ECLI:NL:CRVB:2021:1804
Centrale Raad van Beroep
- Hoger beroep
- Rechtspraak.nl
Afwijzing verzoek om herziening van eerder besluit inzake AOW met betrekking tot nieuw gebleken feiten
Op 22 juli 2021 heeft de Centrale Raad van Beroep uitspraak gedaan in de zaak van appellant, die in 2007 een ouderdomspensioen op basis van de Algemene Ouderdomswet (AOW) had aangevraagd. Deze aanvraag werd afgewezen omdat niet was aangetoond dat appellant in Nederland had gewoond en gewerkt. In 2018 verzocht appellant om terug te komen van dit besluit, onderbouwd met een notariële akte en een attestation de concordance. De Svb wees dit verzoek af, omdat de ingediende stukken geen nieuwe feiten of omstandigheden opleverden die aanleiding gaven om het eerdere besluit te herzien.

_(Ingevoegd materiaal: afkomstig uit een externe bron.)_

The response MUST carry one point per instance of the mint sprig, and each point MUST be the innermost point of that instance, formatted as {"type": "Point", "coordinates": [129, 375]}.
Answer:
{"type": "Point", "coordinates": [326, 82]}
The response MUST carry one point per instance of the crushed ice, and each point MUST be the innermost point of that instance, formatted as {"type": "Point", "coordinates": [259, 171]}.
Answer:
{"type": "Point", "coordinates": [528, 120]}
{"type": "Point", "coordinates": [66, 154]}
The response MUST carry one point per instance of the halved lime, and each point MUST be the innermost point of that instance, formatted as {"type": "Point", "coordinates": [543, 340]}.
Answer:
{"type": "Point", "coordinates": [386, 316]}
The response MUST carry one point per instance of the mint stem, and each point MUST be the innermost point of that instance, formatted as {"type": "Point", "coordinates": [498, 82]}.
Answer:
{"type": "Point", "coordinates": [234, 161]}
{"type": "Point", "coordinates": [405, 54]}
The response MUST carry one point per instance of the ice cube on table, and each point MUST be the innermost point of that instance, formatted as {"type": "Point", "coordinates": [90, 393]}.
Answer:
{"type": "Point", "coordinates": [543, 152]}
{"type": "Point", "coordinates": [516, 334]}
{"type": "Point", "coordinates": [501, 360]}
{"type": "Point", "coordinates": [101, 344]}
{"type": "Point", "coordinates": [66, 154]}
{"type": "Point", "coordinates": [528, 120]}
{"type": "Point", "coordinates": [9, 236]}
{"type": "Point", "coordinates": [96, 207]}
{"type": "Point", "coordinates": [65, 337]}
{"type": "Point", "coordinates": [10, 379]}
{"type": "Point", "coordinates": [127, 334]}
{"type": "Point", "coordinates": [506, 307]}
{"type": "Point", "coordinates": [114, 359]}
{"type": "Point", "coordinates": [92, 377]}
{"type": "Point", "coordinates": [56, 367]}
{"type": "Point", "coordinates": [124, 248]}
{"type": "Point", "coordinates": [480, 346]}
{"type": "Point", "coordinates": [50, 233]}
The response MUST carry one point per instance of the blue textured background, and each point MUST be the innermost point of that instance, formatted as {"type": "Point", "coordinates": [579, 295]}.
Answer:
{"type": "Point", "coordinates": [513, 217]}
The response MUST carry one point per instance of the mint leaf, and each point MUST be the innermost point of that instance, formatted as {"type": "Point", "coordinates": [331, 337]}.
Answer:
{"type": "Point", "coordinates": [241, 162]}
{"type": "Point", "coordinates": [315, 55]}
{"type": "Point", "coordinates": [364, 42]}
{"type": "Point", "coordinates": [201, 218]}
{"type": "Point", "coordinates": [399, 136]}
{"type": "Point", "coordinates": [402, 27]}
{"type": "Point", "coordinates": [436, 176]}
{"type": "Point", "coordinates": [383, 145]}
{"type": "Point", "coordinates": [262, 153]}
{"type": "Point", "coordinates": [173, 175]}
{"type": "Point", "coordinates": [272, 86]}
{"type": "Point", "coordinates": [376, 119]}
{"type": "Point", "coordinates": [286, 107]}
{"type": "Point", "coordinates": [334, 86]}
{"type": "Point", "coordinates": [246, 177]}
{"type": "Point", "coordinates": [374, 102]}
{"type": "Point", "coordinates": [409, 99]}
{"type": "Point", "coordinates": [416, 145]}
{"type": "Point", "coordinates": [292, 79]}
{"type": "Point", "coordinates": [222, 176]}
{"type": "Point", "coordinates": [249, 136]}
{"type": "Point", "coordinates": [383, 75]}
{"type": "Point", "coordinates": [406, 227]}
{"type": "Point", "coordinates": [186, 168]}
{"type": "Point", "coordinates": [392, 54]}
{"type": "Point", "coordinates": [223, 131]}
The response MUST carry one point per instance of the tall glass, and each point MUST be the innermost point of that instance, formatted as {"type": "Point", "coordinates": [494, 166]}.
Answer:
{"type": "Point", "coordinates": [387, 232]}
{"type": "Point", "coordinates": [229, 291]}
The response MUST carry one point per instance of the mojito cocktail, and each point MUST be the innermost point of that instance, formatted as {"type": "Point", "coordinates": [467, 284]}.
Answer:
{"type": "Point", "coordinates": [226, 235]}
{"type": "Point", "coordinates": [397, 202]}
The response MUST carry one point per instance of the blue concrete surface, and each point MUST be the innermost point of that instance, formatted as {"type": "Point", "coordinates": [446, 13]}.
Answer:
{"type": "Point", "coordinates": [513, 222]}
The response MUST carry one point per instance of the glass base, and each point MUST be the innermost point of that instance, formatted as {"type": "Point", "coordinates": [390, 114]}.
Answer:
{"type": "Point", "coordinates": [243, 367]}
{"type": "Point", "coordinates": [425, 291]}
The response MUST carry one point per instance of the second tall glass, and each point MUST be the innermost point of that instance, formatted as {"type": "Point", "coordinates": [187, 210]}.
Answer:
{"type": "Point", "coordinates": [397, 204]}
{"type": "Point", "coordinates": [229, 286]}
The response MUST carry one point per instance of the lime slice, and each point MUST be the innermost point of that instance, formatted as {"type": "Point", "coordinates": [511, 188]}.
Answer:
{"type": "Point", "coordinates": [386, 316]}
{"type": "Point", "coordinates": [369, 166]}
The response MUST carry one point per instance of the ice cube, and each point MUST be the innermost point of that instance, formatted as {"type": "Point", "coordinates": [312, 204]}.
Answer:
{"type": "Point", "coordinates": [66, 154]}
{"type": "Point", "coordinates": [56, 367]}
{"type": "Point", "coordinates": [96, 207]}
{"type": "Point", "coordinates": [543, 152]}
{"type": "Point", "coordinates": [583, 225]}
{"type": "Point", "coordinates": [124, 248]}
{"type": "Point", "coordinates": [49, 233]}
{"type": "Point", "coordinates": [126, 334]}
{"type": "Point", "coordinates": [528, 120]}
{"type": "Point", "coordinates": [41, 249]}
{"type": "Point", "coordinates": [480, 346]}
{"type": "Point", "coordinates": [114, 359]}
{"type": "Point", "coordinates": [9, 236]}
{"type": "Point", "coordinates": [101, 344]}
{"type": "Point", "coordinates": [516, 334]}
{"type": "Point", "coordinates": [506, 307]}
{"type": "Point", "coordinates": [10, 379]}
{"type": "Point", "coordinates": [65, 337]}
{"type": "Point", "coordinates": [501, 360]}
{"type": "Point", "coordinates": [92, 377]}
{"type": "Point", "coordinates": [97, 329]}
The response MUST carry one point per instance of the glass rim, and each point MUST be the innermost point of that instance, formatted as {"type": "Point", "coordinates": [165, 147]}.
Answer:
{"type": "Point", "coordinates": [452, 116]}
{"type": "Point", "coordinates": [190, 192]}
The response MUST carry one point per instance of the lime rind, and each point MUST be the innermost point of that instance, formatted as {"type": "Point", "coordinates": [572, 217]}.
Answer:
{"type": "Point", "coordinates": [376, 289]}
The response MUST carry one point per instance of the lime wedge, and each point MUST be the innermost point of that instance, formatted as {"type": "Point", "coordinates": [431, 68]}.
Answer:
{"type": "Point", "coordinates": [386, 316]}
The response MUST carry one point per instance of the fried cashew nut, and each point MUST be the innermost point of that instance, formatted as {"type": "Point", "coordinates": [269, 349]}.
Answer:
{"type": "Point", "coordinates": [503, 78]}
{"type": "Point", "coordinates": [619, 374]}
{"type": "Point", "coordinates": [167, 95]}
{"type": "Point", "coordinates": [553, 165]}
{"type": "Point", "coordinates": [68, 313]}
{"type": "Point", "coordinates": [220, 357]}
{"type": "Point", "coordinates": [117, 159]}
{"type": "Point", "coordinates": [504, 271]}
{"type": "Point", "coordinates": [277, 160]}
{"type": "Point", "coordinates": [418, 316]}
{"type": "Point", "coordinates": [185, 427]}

De rechtbank Amsterdam verklaarde het beroep van appellant tegen deze afwijzing ongegrond. In hoger beroep voerde appellant aan dat de notariële akte en de attestation nieuwe feiten waren die moesten leiden tot herziening van het besluit. De Raad oordeelde echter dat deze documenten geen nieuw gebleken feiten of veranderde omstandigheden waren. De Raad benadrukte dat de ingediende verklaringen niet controleerbaar waren en dat er geen objectieve verificatie mogelijk was van de identiteit van appellant en de persoon in de documenten.
De Raad bevestigde de uitspraak van de rechtbank en oordeelde dat er geen aanleiding was voor een veroordeling in de proceskosten. De uitspraak werd openbaar uitgesproken op 22 juli 2021.